Defaulting on a loan means you have failed to make sufficient payments for an extended period. Lenders will deem a loan in default when you haven't paid the minimum required payment for a certain number of months in a row, as detailed in your loan contract.
When a lender applies a subsidy to the interest portion of a loan on behalf of the borrower, it's defined as a subsidized loan. The lender generally pays the interest charges on the loan during certain periods. The subsidy has the effect of reducing the borrower's periodic loan payment in periods during which it is applied, thereby making loan payment more manageable, lowering the total cost of the loan, and saving the borrower money. Federal student loans are the most common type of subsidized loans.
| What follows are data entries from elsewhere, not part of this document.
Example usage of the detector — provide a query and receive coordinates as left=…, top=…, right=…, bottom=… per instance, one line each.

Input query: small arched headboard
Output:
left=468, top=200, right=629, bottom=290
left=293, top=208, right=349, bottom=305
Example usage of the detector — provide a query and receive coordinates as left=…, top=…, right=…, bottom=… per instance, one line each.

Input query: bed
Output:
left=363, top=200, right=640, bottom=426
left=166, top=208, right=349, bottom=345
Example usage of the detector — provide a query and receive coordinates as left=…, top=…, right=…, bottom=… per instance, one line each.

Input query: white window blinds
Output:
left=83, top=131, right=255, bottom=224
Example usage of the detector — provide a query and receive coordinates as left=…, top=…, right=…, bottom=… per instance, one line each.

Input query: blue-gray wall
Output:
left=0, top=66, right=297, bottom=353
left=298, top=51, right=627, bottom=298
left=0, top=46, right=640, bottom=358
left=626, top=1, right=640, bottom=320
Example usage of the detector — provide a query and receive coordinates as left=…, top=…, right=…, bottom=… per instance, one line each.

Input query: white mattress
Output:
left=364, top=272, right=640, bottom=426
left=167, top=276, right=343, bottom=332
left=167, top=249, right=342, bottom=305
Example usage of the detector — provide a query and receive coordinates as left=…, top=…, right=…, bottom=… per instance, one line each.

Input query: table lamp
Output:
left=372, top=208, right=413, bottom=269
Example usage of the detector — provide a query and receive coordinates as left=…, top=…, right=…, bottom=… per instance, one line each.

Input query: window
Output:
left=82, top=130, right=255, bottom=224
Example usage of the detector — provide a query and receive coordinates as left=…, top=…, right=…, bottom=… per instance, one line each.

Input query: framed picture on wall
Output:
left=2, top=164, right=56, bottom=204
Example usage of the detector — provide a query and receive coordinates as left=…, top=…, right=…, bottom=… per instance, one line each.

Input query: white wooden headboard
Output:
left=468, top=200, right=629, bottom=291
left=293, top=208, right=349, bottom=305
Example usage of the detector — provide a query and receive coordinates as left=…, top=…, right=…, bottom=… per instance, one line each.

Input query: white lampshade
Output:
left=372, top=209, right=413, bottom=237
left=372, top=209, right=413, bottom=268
With an unsubsidized loan, you are also responsible for paying all of the interest on the loan from the time you first receive the money until the balance is completely paid off. Any unpaid interest will be added to your total balance, which will increase the amount of ongoing interest you must pay.
Student loan forbearance is the temporary suspension or reduction of student loan payments. During a forbearance period, you're not required to pay anything toward the principal on your student loans. Interest can continue to accrue on your loans and be capitalized or added to your balance at the end of the forbearance period.
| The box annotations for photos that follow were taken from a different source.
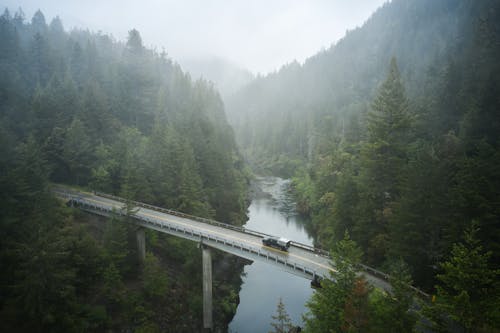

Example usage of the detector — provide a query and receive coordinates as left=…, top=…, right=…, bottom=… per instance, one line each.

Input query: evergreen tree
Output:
left=304, top=232, right=367, bottom=333
left=269, top=297, right=292, bottom=333
left=355, top=58, right=411, bottom=263
left=424, top=223, right=500, bottom=332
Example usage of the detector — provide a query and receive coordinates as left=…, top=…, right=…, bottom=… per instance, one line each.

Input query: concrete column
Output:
left=136, top=228, right=146, bottom=263
left=201, top=245, right=213, bottom=331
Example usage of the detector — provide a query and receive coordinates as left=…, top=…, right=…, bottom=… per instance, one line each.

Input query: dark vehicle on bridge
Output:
left=262, top=237, right=291, bottom=251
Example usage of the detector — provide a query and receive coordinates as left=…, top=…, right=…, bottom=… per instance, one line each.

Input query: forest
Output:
left=0, top=0, right=500, bottom=333
left=226, top=0, right=500, bottom=332
left=0, top=10, right=249, bottom=332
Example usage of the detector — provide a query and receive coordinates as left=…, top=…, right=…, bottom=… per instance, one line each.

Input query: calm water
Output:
left=229, top=177, right=313, bottom=333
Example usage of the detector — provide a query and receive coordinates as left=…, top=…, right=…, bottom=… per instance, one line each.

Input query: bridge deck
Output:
left=54, top=187, right=426, bottom=296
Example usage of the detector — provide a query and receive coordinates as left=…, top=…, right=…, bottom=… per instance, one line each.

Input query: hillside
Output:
left=0, top=10, right=248, bottom=332
left=226, top=0, right=500, bottom=290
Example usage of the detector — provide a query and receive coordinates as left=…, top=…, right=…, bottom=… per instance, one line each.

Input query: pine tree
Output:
left=304, top=232, right=368, bottom=333
left=355, top=58, right=411, bottom=263
left=424, top=222, right=500, bottom=332
left=269, top=297, right=292, bottom=333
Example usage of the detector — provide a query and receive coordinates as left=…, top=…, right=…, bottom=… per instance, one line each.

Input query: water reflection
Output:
left=229, top=177, right=313, bottom=333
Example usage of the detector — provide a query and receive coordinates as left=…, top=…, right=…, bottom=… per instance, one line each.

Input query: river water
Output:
left=229, top=177, right=313, bottom=333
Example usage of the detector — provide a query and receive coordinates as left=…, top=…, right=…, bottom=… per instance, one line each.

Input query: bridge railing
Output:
left=56, top=185, right=430, bottom=298
left=70, top=195, right=316, bottom=279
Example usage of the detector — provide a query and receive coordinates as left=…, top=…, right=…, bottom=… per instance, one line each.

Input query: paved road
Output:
left=54, top=186, right=418, bottom=295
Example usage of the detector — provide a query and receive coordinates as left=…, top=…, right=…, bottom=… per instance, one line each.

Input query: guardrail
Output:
left=70, top=195, right=316, bottom=279
left=56, top=188, right=430, bottom=298
left=94, top=191, right=330, bottom=258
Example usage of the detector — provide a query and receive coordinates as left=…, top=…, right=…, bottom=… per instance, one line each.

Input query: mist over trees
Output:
left=0, top=10, right=248, bottom=332
left=0, top=0, right=500, bottom=332
left=226, top=0, right=500, bottom=332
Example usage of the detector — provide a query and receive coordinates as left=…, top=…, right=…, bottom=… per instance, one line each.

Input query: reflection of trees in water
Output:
left=258, top=177, right=313, bottom=235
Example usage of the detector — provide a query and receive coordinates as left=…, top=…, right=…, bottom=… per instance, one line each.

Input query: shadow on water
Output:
left=229, top=177, right=313, bottom=333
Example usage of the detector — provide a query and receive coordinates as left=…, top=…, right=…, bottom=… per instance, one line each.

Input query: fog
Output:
left=2, top=0, right=385, bottom=74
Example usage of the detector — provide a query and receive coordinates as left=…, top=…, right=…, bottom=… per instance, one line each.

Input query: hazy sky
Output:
left=0, top=0, right=386, bottom=73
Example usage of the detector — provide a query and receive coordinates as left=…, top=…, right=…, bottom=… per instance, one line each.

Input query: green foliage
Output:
left=424, top=223, right=500, bottom=332
left=0, top=11, right=248, bottom=332
left=304, top=232, right=366, bottom=332
left=269, top=297, right=292, bottom=333
left=142, top=252, right=168, bottom=297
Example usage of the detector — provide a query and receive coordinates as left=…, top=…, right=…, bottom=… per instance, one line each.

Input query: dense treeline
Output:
left=0, top=10, right=247, bottom=332
left=228, top=0, right=500, bottom=332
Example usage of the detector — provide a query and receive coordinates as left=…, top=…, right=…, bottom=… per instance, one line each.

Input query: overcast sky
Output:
left=1, top=0, right=386, bottom=74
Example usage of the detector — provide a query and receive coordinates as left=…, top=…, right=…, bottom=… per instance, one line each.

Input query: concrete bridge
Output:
left=53, top=186, right=426, bottom=329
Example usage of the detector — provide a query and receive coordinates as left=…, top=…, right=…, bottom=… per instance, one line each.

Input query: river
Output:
left=229, top=177, right=313, bottom=333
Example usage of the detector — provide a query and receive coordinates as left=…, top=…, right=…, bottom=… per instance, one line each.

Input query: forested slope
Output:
left=0, top=10, right=247, bottom=332
left=227, top=0, right=500, bottom=290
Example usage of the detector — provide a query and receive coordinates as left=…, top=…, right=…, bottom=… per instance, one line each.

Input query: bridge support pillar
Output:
left=201, top=244, right=213, bottom=332
left=136, top=228, right=146, bottom=263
Refinancing involves replacing an existing loan with a new loan that pays off the debt of the first one. The new loan should ideally have better terms or features that improve your finances to make the whole process worthwhile. You can refinance and consolidate your student loans, allowing you to save money on interest and make payments more manageable.
In-school deferment is a temporary postponement of repayment of federal student loans that students can obtain while enrolled in school, and in some cases, for six additional months after they cease to be enrolled. It allows you to ease your financial burden while you're in school and focus on your education.
Great Lakes Student Loans
Great Lakes Student Loans is a student loan servicer that contracts with the U.S. Department of Education. As a servicer, the company is responsible for helping borrowers manage billing and payments for federal student loans. Great Lakes Student Loans handles nearly 15% of all federal student loan accounts.
The FAFSA—or Free Application for Federal Student Aid—is a form that current and prospective college students in the U.S. must fill out to determine their eligibility for student financial aid. The FAFSA opens on Oct. 1 for the following school year, and it is best to fill it out as early as possible.
Student Loan Deferment
A student loan deferment is an arrangement allowing you to postpone or reduce loan payments temporarily without damaging your credit score. There are various circumstances you must be in that enable you to qualify for deferment. For example, you may qualify if you are undergoing cancer treatment or if you are an active member of the military. Deferment will make your repayment period longer, and it is important to weigh all other options before considering it.